The system, the size of the state of Victoria, crossed the mainland as a category four storm on Sunday morning, producing wind gusts of 230km/h around the NT's border with Queensland.
But it was expected to weaken as it tracks inland on Sunday and would be a tropical low when it reaches Tennant Creek, about 1000 kilometres south of Darwin.
That could bring up to 200mm of rain per day, according to the Bureau of Meteorology, which has issued a flood watch for the drought-hit regions and rivers around the Carpentaria coast.
"The black soils in the Barkly region have been very hard baked and so we are expecting, with those heavy falls, for rainfall to run off rather than soak in," bureau forecaster Todd Smith said on Saturday.
Earlier, the system was sustaining winds near the centre of 175km/h with wind gusts to 250km/h.
More than 2000 people were evacuated from communities in the cyclone's path as authorities urged remaining residents to prepare for flooding and "very destructive" winds.

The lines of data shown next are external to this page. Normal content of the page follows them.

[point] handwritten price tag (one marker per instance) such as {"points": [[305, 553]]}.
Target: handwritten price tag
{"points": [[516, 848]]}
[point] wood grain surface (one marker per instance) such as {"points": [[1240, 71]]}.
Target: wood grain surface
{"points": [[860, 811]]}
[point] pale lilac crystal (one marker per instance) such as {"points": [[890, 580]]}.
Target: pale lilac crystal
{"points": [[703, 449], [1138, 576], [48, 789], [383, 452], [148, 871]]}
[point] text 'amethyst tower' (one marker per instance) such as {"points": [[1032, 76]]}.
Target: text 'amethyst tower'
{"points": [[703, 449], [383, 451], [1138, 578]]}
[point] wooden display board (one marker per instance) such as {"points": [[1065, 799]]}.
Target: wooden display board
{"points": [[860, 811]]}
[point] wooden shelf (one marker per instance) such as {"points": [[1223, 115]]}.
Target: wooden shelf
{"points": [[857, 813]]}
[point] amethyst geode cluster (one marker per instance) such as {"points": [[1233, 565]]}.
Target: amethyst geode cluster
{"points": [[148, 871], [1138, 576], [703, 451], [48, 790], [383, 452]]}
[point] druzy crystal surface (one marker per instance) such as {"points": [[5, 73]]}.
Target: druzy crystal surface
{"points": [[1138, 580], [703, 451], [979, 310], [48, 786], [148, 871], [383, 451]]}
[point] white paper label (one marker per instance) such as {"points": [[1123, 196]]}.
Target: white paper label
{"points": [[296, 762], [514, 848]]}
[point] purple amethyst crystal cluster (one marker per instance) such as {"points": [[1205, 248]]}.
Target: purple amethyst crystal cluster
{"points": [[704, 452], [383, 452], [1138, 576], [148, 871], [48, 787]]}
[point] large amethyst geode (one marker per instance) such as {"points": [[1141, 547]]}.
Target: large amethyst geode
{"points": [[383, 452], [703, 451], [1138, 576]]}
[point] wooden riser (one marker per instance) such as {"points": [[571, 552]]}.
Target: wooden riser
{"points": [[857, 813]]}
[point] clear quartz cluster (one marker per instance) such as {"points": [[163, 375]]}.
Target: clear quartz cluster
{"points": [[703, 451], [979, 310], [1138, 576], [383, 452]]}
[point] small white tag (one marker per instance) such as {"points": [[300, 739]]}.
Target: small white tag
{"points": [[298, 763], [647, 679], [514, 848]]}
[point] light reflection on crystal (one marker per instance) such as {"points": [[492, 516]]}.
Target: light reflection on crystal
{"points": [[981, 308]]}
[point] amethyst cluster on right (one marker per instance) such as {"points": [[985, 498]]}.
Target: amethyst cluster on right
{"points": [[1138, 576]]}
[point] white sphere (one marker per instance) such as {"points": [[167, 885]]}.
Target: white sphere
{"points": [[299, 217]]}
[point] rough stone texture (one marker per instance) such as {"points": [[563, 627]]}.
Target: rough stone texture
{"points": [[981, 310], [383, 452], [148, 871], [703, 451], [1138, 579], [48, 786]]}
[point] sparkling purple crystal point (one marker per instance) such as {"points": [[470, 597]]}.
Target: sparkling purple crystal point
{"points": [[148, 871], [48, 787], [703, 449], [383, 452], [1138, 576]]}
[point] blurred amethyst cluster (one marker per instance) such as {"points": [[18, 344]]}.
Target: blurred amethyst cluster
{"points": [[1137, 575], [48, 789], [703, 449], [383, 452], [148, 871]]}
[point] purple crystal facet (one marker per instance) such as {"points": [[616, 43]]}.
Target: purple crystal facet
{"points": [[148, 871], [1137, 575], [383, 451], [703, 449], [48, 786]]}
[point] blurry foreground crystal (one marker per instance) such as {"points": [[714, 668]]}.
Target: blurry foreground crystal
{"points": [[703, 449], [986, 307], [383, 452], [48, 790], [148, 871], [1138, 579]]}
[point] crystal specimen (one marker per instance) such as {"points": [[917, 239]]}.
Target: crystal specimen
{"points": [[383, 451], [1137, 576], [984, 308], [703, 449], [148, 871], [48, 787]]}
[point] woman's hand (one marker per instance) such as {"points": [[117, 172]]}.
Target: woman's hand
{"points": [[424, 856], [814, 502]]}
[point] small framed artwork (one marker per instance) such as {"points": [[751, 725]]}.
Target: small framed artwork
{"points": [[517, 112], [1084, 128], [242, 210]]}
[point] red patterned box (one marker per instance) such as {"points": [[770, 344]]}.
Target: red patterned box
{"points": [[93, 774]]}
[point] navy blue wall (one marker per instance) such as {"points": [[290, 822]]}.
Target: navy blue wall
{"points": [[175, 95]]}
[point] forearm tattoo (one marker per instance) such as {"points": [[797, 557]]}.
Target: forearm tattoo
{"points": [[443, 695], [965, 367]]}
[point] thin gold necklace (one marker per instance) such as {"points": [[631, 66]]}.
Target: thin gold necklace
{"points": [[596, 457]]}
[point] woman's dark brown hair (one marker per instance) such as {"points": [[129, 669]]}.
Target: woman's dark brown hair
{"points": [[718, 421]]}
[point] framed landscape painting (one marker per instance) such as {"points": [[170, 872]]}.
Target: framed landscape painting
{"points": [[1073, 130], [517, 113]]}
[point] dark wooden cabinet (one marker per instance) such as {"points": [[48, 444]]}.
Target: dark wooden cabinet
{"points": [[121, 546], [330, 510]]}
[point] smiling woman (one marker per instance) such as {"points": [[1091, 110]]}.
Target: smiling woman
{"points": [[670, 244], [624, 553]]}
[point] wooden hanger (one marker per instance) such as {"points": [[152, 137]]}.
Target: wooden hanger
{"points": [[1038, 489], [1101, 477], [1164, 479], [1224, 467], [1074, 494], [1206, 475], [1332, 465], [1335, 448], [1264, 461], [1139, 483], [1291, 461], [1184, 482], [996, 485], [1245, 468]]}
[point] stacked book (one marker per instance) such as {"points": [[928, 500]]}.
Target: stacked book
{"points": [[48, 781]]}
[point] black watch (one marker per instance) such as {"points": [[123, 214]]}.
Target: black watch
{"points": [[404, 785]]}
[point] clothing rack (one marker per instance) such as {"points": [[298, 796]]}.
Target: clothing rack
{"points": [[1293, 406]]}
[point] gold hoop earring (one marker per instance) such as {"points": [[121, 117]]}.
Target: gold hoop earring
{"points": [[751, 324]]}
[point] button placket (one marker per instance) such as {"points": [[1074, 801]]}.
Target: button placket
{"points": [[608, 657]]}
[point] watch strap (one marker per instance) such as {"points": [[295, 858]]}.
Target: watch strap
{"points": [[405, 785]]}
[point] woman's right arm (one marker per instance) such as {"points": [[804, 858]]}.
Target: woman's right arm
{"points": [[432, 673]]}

They were warned to have supplies to last at least three days, take shelter and stay away from waterways.
It was the largest evacuation effort in the NT since Cyclone Tracy hit Darwin in 1974.
Meanwhile in Western Australia, Pilbara residents are evacuating and sandbagging homes in the path of Tropical Cyclone Veronica.
Residents in WA's far north have been urged to stay indoors in the strongest and safest part of their homes.